Paper weights

July 30, 2015

Bureaucracy has become a hot topic after the recent publication of David Graeber’s book The Utopia of Rules (“Compliant captives in a paper cage”, Features, 21 May). In terms of form-filling, I would agree with his advice: if you suspect a form is “pointless”, do not fill it out and wait to see what happens. You will probably cut out one-third of forms this way. But I think the apparent indignity experienced through filling out forms is a bit extreme – purely administrative form-filling for the typical academic role is likely to take less than one hour per week. But I confess that when I am away from the university there can be nothing more frustrating than when an email arrives demanding my signature on a piece of paper.

Bureaucracy is an unavoidable effect of large-scale human organisation. Try to imagine a university without any records of its activities – do you think this would lead to a better system? The challenge, as Graeber concludes, is how we can live playfully alongside bureaucracy – creating a system that is sustainable and fair, but also open to creativity.

Mark Gatenby
Via timeshighereducation.co.uk

I suspect that Mark Gatenby has a greater tolerance of form-filling than I. The time-sheet system under which I toil is particularly soul-destroying in the utterly transparent nature of its pointlessness. I receive an automated reminder each month to fill in the hours that I’ve worked across two projects. I am costed on to each for a particular percentage of time, and I am left to assume that this percentage must be reflected in what I report. Not only is this impossible to do accurately, but were one to structure tasks according to a monthly time quota, rather than according to the demands generated by the project, one would be a terrible researcher.
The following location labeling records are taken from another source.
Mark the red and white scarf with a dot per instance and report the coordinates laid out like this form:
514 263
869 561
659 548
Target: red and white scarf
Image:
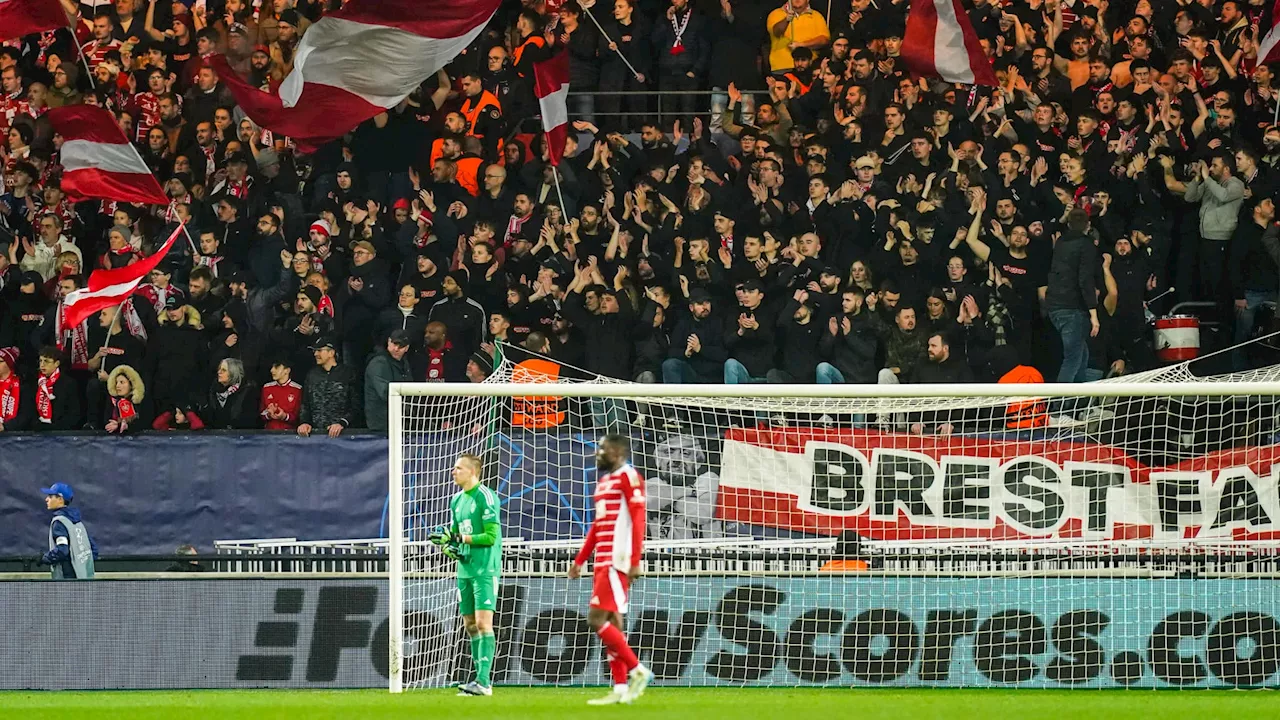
78 338
679 28
10 391
45 396
123 410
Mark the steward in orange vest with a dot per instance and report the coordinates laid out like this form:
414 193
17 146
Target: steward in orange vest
483 114
1020 414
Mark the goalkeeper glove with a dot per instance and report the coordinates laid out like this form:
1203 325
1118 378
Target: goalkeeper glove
440 536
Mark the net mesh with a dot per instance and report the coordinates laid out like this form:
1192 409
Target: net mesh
1118 541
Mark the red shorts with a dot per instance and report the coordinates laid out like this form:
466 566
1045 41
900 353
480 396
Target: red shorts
609 589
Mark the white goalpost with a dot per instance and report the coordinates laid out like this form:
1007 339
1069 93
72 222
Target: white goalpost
1052 536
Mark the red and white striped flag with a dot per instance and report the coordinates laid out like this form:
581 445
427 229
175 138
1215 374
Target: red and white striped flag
332 87
24 17
108 288
1269 50
940 42
551 86
97 159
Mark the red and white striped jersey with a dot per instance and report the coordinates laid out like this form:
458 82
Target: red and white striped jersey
617 532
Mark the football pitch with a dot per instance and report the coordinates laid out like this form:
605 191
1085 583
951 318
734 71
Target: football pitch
664 703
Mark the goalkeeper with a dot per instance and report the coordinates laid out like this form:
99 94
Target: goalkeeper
474 538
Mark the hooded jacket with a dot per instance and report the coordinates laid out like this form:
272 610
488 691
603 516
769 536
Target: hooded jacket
330 396
127 410
382 372
174 356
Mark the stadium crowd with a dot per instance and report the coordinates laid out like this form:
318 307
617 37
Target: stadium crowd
804 210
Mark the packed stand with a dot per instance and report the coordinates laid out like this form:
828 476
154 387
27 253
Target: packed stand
804 210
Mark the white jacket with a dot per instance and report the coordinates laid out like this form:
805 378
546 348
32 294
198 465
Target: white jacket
45 259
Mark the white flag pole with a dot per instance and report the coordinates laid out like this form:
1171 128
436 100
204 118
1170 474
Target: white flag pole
586 8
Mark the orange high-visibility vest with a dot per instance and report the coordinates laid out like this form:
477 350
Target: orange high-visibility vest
471 109
519 51
1025 413
469 172
536 413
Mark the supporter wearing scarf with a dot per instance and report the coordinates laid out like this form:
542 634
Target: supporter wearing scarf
45 396
10 388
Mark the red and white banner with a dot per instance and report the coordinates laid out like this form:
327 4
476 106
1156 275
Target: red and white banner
1269 50
108 288
940 42
24 17
899 487
99 162
551 86
359 62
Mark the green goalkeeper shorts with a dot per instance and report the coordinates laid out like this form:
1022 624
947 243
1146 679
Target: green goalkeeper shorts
478 593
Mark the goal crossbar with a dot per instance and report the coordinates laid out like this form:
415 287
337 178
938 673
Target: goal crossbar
839 391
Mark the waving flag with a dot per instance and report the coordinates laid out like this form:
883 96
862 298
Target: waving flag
99 160
108 288
359 62
551 85
24 17
1269 50
940 42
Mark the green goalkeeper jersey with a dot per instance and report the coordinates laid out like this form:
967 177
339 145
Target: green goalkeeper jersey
475 513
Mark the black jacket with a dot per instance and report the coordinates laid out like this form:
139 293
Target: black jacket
854 352
954 369
1072 274
755 349
176 355
608 337
465 319
330 396
709 361
237 413
799 343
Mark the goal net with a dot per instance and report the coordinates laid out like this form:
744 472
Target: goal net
1107 534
The bottom line: you must tell the system what it wants to hear, not what happened. Accordingly, I ignore these requests. Then, every 12 months, I get an email telling me that my time sheets “need to be done”. I usually ask the sender why. They reply that they “need to be done”.

I spend half an hour trying to remember my password (the system makes you change it regularly and not reuse old ones). I stew in my rage while I wait for the reset to arrive. I experience a moment of pleasure when designing a new, expletive-ridden password. It lasts as long as it takes me to realise that the next time I won’t remember this password.
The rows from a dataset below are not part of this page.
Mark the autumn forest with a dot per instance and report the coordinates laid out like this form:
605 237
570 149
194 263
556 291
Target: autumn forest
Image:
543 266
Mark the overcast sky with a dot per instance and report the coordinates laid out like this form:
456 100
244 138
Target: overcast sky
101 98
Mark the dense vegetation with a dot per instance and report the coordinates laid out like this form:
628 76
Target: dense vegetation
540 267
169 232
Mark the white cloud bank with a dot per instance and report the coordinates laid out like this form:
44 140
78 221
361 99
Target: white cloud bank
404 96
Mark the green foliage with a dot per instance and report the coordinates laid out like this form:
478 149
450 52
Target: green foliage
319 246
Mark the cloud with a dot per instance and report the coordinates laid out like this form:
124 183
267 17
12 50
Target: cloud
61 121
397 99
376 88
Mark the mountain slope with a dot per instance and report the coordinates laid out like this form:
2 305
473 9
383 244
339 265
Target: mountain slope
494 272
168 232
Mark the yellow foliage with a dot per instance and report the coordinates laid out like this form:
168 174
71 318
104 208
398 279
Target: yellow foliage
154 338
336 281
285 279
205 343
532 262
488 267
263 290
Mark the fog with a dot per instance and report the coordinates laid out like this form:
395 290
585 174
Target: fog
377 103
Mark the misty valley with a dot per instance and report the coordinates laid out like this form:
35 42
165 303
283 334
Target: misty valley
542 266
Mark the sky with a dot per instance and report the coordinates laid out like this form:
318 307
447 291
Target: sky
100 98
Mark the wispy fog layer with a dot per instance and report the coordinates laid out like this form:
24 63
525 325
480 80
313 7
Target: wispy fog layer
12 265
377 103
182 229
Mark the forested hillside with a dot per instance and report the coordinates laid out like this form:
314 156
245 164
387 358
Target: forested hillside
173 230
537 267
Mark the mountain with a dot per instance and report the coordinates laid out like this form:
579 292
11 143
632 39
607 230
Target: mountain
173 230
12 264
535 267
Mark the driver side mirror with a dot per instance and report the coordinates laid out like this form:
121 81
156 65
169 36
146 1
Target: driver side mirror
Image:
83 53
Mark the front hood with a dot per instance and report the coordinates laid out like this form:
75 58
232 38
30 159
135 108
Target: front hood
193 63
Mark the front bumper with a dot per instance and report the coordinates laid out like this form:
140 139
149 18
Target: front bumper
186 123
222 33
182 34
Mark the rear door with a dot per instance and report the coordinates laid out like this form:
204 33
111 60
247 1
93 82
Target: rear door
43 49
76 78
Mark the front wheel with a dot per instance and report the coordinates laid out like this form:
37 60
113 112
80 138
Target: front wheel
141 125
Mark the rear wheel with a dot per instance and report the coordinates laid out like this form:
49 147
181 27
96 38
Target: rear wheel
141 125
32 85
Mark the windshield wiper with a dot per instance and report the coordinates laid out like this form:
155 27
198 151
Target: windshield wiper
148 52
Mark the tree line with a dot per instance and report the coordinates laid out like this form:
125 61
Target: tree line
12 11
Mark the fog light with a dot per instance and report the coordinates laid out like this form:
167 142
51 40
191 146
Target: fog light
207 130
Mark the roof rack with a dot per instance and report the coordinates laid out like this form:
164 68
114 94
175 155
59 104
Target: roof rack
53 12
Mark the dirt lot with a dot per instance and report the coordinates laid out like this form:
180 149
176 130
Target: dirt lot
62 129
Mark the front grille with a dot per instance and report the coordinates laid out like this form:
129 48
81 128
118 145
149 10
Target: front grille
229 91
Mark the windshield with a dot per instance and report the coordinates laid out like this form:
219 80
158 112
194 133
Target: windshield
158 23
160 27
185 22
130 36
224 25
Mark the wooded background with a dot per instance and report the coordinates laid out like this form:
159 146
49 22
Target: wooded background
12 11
In the spirit of resistance, I devised a means of maximal efficiency when filling out the time sheet. I divide the total monthly paid hours by the percentage I am formally allocated to each project. I then report working 18-hour days (the maximum it allows you to enter) for as many days as it takes to fill the required quota for each project. Every time I enter “18” into a box, I have to tab to the next box, at which point there is a second-long pause while the page saves the entry. In this second, I think about the fact that my life is finite and I’m closer to death now than I was a second ago.

I end up with a time sheet that shows me working 160 hours in nine days and taking the rest of the month off. Despite my act of defiance, I am nevertheless furious, because the system accepts this absurd record as legitimate. The system is called “AGRESSO”, as if the designers wanted me to know I’m being trolled.